I started writing about 7 years ago or so. I’d done a boatload of nonfiction writing in the day job (I was in publishing for years), but no fiction. I think what I first wrote was actually Lord of the Rings fan fiction, but I didn’t know what fan fiction was or what to do with it, so heck, I just subbed it to a publisher. Ha ha! Sometimes it’s best to be naïve. I’ve been a voracious reader my whole life, and literally sat down and started writing on a whim. I suppose in some deep recess of my psyche, it was more than a whim, but that’s how it felt at the time.
What do you like best about writing?
Because, as Nora Roberts so eloquently put it, “writing is hard,” I’m pretty happy when a book is finished. But there are moments, sometimes many of them strung together, in which time and space go away and you’re really in the zone, in the characters. I love that feeling. It’s difficult to come back to the real world after one of those “episodes.” I hate promotion. Simply hate it. And the worry about sales. I think a lot of writers are introverts (not shy, there’s a huge difference), and we’d rather just enjoy the quiet around us, and listen to the noise in our brain.
I totally agree. How did you come up with the title Lillian Holmes and the Leaping Man?
Lillian Holmes and the Leaping Man originally had “mysterious” in there too. It’s a nod to the era, to Sherlock Holmes stories, which obviously figure heavily here, and as for the leaping man? That’s a secret, for sure.

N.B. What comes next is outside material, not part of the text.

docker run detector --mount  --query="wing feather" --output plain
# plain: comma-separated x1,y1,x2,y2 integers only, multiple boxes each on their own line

Do you have another job outside of writing?
I do. I am a bureaucrat at an ivy league school. It’s a nice environment, but I’m surrounded by scientists and often feel the lone dreamer in a crowd of 500. It’s a big department.

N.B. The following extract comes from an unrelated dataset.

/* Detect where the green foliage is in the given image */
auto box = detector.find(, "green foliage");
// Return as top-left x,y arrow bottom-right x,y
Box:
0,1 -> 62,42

How did you create the plot for this book?
Um, what’s a plot? One page at a time. And I think that answers the next question as well.

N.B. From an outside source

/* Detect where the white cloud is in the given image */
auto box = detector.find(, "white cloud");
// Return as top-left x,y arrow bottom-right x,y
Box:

Do you outline, write by the seat of your pants, or let your characters tell you what to write?
Seat of the pants, the whole way. My editor, Chris Keeslar, asked me to tell him what happens in the next two installments. Holy moly! I’m not sure what happens in chapter 2 until I open my computer and see what the characters have been doing while I’ve been at work.
I’m constantly on the lookout for new names. How do you name your characters?
For this book, I used a lot of family names. As it is set in my birthplace, Baltimore, my Irish, German, and British ancestry worked out fine. Schneider, Twamley, Cullen, Lillian, George, Phillip, Henry, Harry, even Aloysius (Al-u-ish-us)…all family names. For other names, I often simply look around at work and recombine first and last names. Shhh, don’t tell anyone.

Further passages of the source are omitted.